However, Justice Ongaya said consolidation of the cases was not possible in circumstances where the current petition had already been conclusively determined.
“The instant petition was determined by the ruling delivered on May 29, 2025. The petition having been conclusively determined, it appears to the court that it would be misconceived for the applicant to seek consolidation with pending cases. Nothing is left of the instant petition to justify consolidation with the matters said to be pending before the court,” said Justice Ongaya.
He added that there were no conflicting or contradictory orders from the court regarding SHA recruitment. He said the orders in the instant case reinforced previous ones.
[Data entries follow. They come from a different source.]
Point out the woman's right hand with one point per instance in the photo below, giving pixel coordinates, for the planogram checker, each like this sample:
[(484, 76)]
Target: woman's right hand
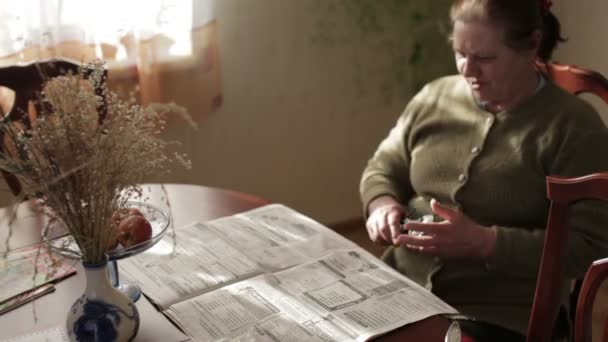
[(384, 221)]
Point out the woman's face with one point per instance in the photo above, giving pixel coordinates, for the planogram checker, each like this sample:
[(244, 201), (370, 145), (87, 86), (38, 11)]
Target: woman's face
[(494, 71)]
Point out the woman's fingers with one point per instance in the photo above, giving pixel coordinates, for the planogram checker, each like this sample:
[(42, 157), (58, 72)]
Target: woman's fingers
[(384, 224)]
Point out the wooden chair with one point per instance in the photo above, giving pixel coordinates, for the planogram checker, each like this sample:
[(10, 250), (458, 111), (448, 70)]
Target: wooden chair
[(562, 192), (597, 273), (27, 81), (576, 80)]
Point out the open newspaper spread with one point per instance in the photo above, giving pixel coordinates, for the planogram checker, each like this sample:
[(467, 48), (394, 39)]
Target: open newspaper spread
[(272, 274)]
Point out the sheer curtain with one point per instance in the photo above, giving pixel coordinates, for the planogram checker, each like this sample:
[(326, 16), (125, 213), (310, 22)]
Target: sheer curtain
[(145, 42)]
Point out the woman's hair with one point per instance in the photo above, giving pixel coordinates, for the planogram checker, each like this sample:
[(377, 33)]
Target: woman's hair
[(520, 18)]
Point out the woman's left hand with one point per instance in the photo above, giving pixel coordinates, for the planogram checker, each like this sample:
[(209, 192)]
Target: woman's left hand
[(458, 236)]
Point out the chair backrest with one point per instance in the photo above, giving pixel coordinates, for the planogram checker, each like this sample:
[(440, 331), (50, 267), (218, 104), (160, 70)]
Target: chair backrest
[(576, 80), (562, 192), (27, 81), (596, 275)]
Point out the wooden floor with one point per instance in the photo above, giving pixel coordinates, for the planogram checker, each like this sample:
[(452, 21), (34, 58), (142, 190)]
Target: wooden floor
[(355, 231)]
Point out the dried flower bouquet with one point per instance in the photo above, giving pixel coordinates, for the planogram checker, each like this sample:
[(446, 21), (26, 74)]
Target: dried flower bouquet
[(87, 153)]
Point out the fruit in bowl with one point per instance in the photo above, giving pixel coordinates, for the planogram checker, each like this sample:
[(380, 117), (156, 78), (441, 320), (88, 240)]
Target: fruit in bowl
[(123, 213), (133, 230), (129, 231)]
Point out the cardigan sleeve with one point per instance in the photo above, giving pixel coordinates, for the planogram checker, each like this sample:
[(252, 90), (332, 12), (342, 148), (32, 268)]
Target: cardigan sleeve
[(518, 251), (387, 172)]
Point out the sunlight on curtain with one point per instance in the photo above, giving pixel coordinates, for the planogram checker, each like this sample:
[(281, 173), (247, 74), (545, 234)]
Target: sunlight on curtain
[(85, 29), (150, 45)]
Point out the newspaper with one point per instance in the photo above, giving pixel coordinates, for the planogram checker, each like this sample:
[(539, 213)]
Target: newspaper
[(272, 274)]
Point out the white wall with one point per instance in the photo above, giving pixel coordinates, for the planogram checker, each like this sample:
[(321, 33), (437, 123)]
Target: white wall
[(299, 119), (584, 25)]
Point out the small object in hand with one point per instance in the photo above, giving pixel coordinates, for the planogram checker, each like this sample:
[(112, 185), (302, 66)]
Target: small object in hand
[(423, 219), (134, 230)]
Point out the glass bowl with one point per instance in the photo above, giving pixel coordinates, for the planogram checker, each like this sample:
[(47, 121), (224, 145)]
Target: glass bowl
[(57, 237)]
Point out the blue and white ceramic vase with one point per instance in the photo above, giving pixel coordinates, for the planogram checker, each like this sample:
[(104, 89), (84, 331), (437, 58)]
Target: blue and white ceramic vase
[(102, 313)]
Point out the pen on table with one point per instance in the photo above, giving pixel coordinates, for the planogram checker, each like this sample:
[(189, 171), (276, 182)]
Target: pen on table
[(24, 298)]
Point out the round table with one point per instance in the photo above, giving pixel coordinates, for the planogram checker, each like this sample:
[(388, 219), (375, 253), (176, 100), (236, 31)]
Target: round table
[(186, 204)]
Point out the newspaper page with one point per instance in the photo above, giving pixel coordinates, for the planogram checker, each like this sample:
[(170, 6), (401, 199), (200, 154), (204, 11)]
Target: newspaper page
[(253, 310), (199, 261), (348, 295), (357, 289), (219, 252)]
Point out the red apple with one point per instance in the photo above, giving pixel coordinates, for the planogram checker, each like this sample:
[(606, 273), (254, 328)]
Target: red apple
[(134, 230), (123, 213), (113, 243)]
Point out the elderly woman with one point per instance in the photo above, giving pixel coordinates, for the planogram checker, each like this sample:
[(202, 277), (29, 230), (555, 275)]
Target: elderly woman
[(473, 150)]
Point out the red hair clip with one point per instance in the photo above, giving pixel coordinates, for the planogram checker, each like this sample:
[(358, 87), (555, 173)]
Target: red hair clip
[(546, 4)]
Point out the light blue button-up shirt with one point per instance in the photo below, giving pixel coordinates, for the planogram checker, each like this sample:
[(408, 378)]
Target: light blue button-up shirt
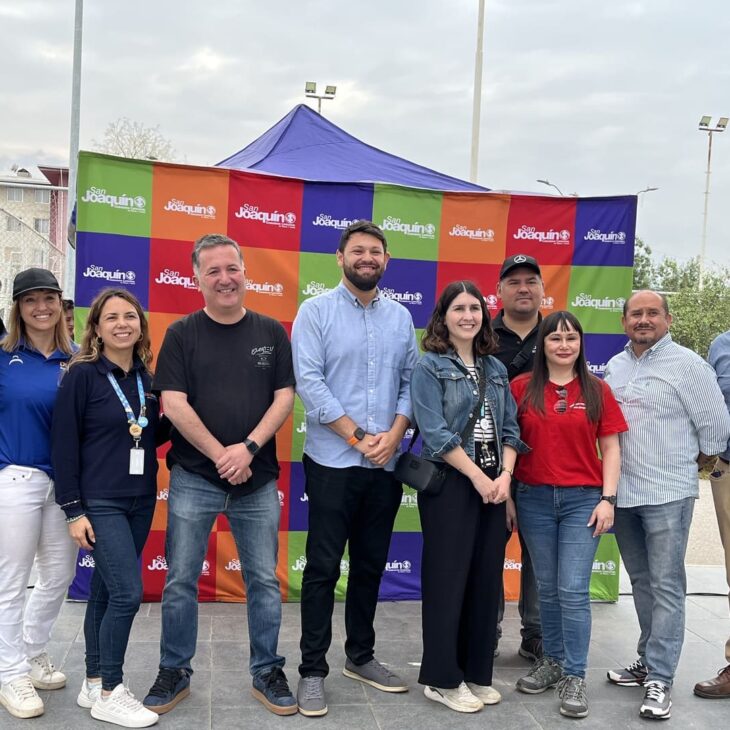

He also found that no staff of the defunct NHIF had been prejudiced within the implementation of the transitional provisions.
The judge said the correct position was that NHIF employees were entitled to serve as temporary staff of SHA until their employment status is determined through a lawful transition process.
“All staff of the defunct NHIF remain in the service of the applicant until the applicant undertakes and concludes the said competitive recruitment process.
"Similarly, service delivery for the applicant will not be prejudiced during the transition because all staff of the defunct NHIF are available to serve until competitively recruited and appointed staff are in place. It should otherwise be obvious that the staff purportedly recruited pursuant to the internal advertisement cannot rely on the illegal and unconstitutional process to justify the illegitimate recruitment and appointments,” said the judge.
He stated that any difficulty arising from the ruling could be addressed through an appropriate application for variation.